Intanto che a rischio sono le stesse democrazia occidentali e le forze liberali che ne dovrebbero interpretare la storia e l’anelito verso il futuro. Non solo per il convitato di pietra (russo), ma anche e soprattutto perché il consenso dei populismi è ancora forte. Dietro alle loro risposte propagandistiche inevitabilmente irrealizzabili, stanno però delle domande vere, serie e reali che provengono dai cittadini e che meritano risposte. Arginare l’estremismo sapendo cogliere il malcontento che lo nutre dovrebbe essere compito delle forze liberali e democratiche e sottovalutare ciò sarebbe un errore fatale. In sostanza, Grillo e Salvini non potevano uscire dall’euro, Conte non poteva certo far cadere il Governo sulla risoluzione pro-Ucraina, Di Maio non poteva abolire la povertà, ma eccitare gli istinti che stanno alla base di questa propaganda ha indubbiamente pagato in termini di consenso e pensare di normalizzare queste forze con la parlamentarizzazione o con alleanze innaturali (il campo largo di Letta) è politicamente miope e alla lunga perdente. Se in Francia tutti i moderati reagiscono cercando di emarginare gli estremi, in Italia con la strategia della cooptazione e delle alleanze, i secondi hanno fagocitato i primi. Occorrerebbe farci una riflessione!
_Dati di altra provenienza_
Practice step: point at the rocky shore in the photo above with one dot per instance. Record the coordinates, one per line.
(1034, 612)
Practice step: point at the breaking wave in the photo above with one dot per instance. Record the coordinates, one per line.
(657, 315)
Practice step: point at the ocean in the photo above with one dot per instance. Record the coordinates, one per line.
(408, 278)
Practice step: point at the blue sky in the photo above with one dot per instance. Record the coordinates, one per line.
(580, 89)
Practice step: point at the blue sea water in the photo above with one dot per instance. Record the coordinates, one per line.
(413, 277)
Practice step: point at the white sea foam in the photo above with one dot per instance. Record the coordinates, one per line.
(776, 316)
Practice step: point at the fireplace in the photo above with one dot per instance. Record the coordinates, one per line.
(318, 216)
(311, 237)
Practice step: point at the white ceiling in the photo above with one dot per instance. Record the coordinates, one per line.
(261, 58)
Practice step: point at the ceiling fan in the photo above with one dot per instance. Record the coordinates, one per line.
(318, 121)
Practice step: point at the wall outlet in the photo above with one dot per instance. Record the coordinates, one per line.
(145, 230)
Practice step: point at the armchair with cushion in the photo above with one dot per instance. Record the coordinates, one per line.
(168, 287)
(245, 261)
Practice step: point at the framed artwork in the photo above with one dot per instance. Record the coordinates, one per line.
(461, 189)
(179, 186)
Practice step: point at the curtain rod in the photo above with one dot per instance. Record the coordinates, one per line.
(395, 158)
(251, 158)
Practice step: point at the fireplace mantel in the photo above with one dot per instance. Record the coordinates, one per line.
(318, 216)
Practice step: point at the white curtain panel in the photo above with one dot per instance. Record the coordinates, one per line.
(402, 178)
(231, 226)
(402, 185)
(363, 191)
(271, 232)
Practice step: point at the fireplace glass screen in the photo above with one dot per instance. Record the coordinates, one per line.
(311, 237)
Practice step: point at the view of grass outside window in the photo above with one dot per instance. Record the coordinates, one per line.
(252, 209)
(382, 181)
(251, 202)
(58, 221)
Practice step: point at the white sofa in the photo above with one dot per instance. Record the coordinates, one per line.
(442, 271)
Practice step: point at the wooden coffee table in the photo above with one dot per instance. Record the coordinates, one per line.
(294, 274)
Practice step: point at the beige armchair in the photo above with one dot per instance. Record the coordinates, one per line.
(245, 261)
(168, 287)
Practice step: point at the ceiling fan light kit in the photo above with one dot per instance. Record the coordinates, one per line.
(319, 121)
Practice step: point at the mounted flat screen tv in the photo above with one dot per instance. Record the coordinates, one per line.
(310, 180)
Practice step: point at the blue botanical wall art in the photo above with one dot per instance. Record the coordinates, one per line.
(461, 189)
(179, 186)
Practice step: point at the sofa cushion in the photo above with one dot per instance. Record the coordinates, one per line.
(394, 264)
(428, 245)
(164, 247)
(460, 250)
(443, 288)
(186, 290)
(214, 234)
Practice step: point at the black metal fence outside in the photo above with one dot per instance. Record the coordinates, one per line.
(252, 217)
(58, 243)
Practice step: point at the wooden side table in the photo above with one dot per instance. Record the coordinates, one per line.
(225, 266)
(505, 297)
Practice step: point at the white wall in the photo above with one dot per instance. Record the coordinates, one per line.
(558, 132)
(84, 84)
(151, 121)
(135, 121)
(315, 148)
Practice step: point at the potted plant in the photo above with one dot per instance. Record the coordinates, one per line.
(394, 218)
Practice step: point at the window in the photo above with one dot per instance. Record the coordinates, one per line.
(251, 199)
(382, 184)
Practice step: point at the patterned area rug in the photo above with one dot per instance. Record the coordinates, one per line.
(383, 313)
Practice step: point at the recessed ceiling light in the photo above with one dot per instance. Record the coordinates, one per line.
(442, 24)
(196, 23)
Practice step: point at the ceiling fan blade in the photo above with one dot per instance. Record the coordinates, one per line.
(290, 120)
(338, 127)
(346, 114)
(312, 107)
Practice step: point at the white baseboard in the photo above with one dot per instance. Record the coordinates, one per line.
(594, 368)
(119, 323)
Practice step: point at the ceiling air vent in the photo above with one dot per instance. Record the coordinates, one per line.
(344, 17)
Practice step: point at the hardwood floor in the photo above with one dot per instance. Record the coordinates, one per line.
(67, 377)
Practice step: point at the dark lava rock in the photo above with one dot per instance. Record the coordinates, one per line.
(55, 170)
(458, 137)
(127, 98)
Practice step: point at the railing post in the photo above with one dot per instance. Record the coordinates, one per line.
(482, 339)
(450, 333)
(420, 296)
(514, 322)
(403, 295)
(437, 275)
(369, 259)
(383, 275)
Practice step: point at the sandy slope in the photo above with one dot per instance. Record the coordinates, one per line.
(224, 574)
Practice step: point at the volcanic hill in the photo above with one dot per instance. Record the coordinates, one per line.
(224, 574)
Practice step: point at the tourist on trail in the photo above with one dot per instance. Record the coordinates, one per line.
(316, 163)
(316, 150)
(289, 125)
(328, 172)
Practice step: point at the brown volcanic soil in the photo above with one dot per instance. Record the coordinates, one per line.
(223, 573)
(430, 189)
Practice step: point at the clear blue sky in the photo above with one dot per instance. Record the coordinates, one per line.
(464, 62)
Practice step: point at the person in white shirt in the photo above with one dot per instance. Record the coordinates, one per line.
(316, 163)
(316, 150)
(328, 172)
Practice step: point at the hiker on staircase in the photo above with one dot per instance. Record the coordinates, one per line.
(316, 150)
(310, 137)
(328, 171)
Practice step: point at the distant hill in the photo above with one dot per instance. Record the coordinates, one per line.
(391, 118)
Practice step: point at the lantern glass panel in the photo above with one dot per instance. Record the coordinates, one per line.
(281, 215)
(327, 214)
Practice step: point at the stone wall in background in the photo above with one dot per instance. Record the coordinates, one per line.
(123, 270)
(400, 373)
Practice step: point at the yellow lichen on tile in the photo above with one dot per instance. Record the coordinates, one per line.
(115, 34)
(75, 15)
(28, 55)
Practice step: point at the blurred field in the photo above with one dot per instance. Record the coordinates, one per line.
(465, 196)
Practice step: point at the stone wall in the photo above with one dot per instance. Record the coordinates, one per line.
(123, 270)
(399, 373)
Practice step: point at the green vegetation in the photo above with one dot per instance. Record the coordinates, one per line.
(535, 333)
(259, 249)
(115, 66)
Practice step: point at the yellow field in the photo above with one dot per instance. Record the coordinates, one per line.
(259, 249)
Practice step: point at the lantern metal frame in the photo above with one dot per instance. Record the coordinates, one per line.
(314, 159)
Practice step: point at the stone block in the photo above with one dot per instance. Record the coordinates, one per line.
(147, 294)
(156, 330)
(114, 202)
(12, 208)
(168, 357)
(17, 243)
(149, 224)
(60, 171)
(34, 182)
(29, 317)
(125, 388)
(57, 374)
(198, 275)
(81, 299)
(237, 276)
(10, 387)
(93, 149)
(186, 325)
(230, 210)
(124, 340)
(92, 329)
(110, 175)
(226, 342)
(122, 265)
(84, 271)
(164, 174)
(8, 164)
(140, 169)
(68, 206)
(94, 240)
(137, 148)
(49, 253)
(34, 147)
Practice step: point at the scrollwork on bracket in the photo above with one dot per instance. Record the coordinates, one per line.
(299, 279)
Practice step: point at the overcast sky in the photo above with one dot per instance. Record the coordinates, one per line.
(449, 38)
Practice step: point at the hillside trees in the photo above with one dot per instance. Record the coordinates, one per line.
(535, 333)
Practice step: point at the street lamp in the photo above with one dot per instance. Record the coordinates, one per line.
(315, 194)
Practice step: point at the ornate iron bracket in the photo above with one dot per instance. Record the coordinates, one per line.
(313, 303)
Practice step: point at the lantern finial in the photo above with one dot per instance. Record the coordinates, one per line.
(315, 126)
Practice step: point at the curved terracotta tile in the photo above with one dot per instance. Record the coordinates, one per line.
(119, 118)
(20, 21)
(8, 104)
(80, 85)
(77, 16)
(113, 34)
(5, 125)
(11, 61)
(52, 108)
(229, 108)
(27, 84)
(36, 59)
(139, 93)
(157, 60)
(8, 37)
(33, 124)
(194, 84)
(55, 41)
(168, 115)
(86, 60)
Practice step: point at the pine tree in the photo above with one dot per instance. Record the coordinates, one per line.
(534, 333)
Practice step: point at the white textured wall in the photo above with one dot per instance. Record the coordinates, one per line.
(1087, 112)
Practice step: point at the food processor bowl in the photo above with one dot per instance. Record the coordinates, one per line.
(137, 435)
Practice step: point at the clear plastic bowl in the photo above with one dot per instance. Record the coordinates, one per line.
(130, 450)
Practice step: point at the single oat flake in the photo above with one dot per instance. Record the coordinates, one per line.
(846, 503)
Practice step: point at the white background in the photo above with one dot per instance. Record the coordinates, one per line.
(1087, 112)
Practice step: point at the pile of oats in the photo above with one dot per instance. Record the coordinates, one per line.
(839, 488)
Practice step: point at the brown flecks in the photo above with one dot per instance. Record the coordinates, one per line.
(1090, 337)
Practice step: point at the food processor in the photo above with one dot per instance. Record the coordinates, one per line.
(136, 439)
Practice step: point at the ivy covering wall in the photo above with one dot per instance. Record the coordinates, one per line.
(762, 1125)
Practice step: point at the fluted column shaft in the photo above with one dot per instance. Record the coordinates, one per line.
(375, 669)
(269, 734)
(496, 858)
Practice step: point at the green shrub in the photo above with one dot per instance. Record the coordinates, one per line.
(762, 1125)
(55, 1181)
Come andiamo ripetendo ormai da mesi, non possiamo limitarci a dire che populismo è brutto e cattivo! Perché certo lo è ed è anche inefficace, ma si fa interprete di emozioni popolari – principalmente paura e rabbia – cui le forze democratiche e liberali debbono dare delle risposte serie, concrete, realistiche ma anche democraticamente radicali. Questa è la vera sfida del riformismo oggi. Essere popolare senza essere populista. E, in Italia, dove l’exploit della Meloni dimostra che la crisi del populismo si risolve in un mero travaso di voti, ancor più importante è che questo processo riformatore provenga da destra.